Erica’s words stayed with me. To adopt a “thriving” mindset, I had to first stop worrying about the outputs, and focus on the inputs instead. So, on Day 8, I stopped wearing my watch to the hall. Why did I need my watch if I was to meditate the entire hour? The chanting would wake me up.

I still failed, but this time felt different. I wouldn’t know how far I’d come along in the hour and it felt easier to get back into a meditative state again. I was more resilient now that I had stopped worrying about the success.

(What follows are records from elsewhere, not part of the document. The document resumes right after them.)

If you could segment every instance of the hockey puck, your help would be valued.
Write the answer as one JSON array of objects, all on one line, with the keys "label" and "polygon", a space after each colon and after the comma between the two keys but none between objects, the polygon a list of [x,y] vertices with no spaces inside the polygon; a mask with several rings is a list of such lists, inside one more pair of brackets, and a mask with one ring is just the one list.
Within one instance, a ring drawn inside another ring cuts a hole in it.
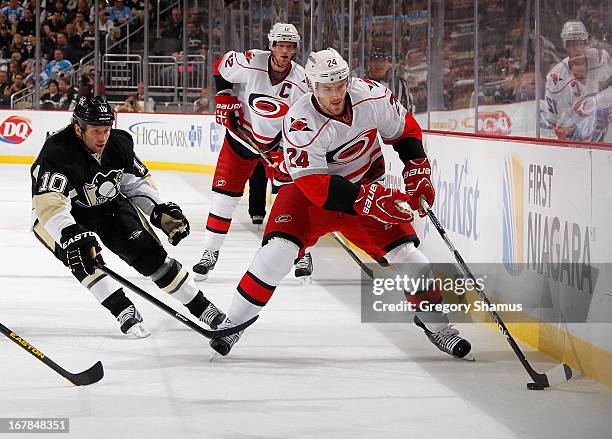
[{"label": "hockey puck", "polygon": [[538,383],[527,383],[527,388],[529,390],[544,390],[544,386]]}]

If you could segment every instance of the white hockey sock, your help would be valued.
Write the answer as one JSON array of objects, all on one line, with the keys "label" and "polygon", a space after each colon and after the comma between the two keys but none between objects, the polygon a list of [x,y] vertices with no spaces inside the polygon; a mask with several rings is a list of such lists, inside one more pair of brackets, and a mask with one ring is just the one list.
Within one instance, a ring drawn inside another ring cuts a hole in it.
[{"label": "white hockey sock", "polygon": [[206,233],[204,235],[204,248],[206,250],[218,251],[221,248],[227,236],[230,223],[219,219],[231,221],[234,210],[239,202],[240,197],[230,197],[218,192],[212,193],[209,217],[206,222]]}]

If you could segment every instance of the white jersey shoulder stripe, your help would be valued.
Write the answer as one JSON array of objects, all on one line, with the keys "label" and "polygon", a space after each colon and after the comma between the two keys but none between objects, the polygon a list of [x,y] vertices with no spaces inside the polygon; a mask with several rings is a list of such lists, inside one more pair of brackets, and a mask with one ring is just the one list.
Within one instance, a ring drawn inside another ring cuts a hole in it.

After many failed attempts, I FINALLY meditated for the entire hour without moving. The first time, to my shock, somewhere in the last 15 minutes, my legs that I’d written off by now as being miserable the entire time, came back from the dead. My knees didn’t hurt anymore, and I could feel sensations in my legs again. This was when the concept of impermanence struck me.

No misery is permanent. Life will surprise you. Even you are not permanent. The only thing permanent is impermanence.

Reason 6: Meet the most diverse people, even more than at business school

The afternoon of Day 10, as noble silence ended, I got to talk with my prison mates. I met Fernanda, a Guatemalan who teaches English to underprivileged kids; Keeley, a psychologist who helps refugees with the UN; Donya, an Aussie who is an engineer for six months and yoga teacher in Latin America for the rest of the year. I even met an ex-BCG consultant. It was truly the most diverse set of inspiring people I had met.

These were people with whom I had not talked but developed a strange and strong familiarity. People I know I can always turn to, because we went through prison together.

Reason 7: Understand what true happiness means

My jaw hurt from smiling on Day 10 and 11. I felt true happiness.

Happiness from the simplest places. This was a time when I found joy lying in the grass and feeling the sun, eating a banana, or even just looking at the stars every night after the last meditation.

It was also happiness that I went on this journey to rewire my brain and learnt about myself in the process. I learnt the practical application of all the theoretical concepts I knew going in: determination, equanimity, and impermanence. It helped me cross the chasm from knowing to internalizing. It has shaped how I look at failure in relationships and career and how I adopt a mindset focused on thriving. I have reframed “I need to prove to myself and others that I can do this,” to “I know I can do this and I will have fun learning on the way”.